Accessing physical memory from userspace on Linux

Published on January 10, 2023

Why access physical memory?

The ability to read from and write to arbitrary physical address is a very useful and powerful tool. It can give us some insight into what the operating system is doing under the hood, it can be used to interface with devices that use memory-mapped I/O, such as PCI devices, from userspace and it is in general incredibly useful for (hardware) reverse engineering purposes. Thus, we are going to look at how to access arbitrary physical memory on Linux using the /dev/mem interface. Of course, with great power comes great responsibility, and as full access to /dev/mem poses a huge security risk, you should not be doing this on a production system.

Furthermore, since we are trying to access physical memory, we also need to know where the memory of our process is located in physical memory. So we will first be looking at how to map a given virtual address to its physical counterpart.

Looking up physical addresses

Before we can actually use the interface to access physical memory, we first need to look at how to look up the physical address for any given virtual address. Fortunately, since version 2.6.25 the Linux kernel provides such an interface through the /proc/<pid>/pagemap file. This file consists of a 64-bit entry for each virtual page describing attributes such as whether the page is present, swapped, etc. as well as the physical frame number if the page is present but not swapped as described in the documentation.

Thus, to obtain the physical address for any given virtual address, we first need to open this file. Then we need to divide the virtual address by the page size of the platform, which is typically but not necessarily 4 kiB, and multiply it by 8 to get the file offset to seek to. Finally, we can read the 64-bit entry corresponding to that virtual address.

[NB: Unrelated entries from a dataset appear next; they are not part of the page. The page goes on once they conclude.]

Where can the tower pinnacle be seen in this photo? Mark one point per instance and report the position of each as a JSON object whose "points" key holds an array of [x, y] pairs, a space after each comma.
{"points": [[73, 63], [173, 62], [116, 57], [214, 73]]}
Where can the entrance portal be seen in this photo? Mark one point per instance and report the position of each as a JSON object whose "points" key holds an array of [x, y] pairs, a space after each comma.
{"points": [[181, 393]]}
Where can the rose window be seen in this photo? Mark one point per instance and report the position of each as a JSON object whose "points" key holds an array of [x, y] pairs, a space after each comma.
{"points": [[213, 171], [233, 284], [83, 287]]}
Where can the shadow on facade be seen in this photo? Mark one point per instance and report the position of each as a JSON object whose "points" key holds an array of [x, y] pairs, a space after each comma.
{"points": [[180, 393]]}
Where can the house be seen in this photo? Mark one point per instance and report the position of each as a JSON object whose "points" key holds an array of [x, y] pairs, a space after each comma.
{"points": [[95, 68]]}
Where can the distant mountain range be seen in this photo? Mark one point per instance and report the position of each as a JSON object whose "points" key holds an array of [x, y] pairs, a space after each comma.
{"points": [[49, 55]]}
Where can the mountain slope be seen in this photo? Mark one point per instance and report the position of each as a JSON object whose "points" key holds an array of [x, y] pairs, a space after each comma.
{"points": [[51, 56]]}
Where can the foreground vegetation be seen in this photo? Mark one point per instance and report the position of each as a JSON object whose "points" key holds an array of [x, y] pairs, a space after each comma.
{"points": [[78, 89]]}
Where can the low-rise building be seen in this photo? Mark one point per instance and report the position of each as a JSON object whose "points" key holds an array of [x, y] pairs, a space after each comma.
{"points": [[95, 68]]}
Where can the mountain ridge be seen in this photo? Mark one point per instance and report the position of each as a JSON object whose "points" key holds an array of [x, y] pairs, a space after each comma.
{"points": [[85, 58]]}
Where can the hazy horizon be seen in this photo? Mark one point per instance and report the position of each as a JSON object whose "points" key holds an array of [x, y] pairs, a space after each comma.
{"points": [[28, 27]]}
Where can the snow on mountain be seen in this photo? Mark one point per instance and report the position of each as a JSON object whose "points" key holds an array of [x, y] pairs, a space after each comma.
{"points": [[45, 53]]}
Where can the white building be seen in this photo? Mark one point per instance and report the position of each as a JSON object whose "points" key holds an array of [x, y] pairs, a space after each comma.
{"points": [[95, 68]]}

Let's first start with an abstraction for this entry. Since the page can be swapped out, present or neither, we are going to abstract the entry with an enum:

use bitflags::bitflags;
use simple_bits::BitsExt as _;

#[derive(Clone, Copy, Debug, Eq, Hash, PartialEq)]
pub struct SwapType(pub u8);

const SWAPPED: u64 = 1 << 62;
const PRESENT: u64 = 1 << 63;

bitflags! {
    pub struct PageEntryFlags: u64 {
        const SOFT_DIRTY = 1 << 55;
        const EXCLUSIVE = 1 << 56;
        const SHARED = 1 << 61;
    }
}

#[derive(Clone, Debug)]
pub enum PageEntry {
    Unmapped,
    Present {
        pfn: u64,
        flags: PageEntryFlags,
    },
    Swapped {
        ty: SwapType,
        offset: u64,
        flags: PageEntryFlags,
    },
}

Now given the 64-bit entry, we need to map the 64-bit value to the appropriate enum variant and extract the various fields. To achieve that, we implement the From<u64> trait for our enum:

impl From<u64> for PageEntry {
    fn from(value: u64) -> Self {
        let flags = PageEntryFlags::from_bits_truncate(value);

        if value & SWAPPED == SWAPPED {
            Self::Swapped {
                ty: SwapType(value.extract_bits(0..4)),
                offset: value.extract_bits(4..55),
                flags,
            }
        } else if value & PRESENT == PRESENT {
            Self::Present {
                pfn: value.extract_bits(0..55),
                flags,
            }
        } else {
            Self::Unmapped
        }
    }
}

In addition, since we get the physical page frame number, we implement a helper function to query the page size and use it to calculate the actual physical address:

use nix::unistd::{sysconf, SysconfVar::PAGE_SIZE};

impl PageEntry {
    fn physical_address(&self) -> Option<u64> {
        match self {
            Self::Present { pfn, .. } => {
                let page_size = sysconf(PAGE_SIZE)
                    .unwrap_or(None)
                    .unwrap_or(4096) as u64;

                Some(pfn * page_size)
            }
            _ => None,
        }
    }
}

Finally, instead of opening the pagemap interface ourselves and using the pread system call, we can abstract the pagemap interface with functions to open it for the current process or a given process ID as well as a function to read the entry for a given virtual address as follows:

use libc::off_t;
use nix::sys::uio::pread;
use std::fs::File;
use std::os::unix::io::AsRawFd;

#[derive(Debug)]
pub struct PageMap(File);

impl PageMap {
    fn with_self() -> Result<Self, std::io::Error> {
        Ok(Self(File::open("/proc/self/pagemap")?))
    }

    fn with_pid(pid: u32) -> Result<Self, std::io::Error> {
        Ok(Self(File::open(format!("/proc/{pid}/pagemap"))?))
    }

    fn read_entry(&self, address: off_t) -> Result<PageEntry, std::io::Error> {
        let page_size = sysconf(PAGE_SIZE)
            .unwrap_or(None)
            .unwrap_or(4096) as off_t;

        let mut bytes = [0u8; 8];
        pread(self.0.as_raw_fd(), &mut bytes, 8 * address / page_size)?;

        Ok(PageEntry::from(u64::from_ne_bytes(bytes)))
    }
}

To showcase our Rust implementation, we use the mmap-rs crate to map in a page and use the pagemap interface to look up its physical address.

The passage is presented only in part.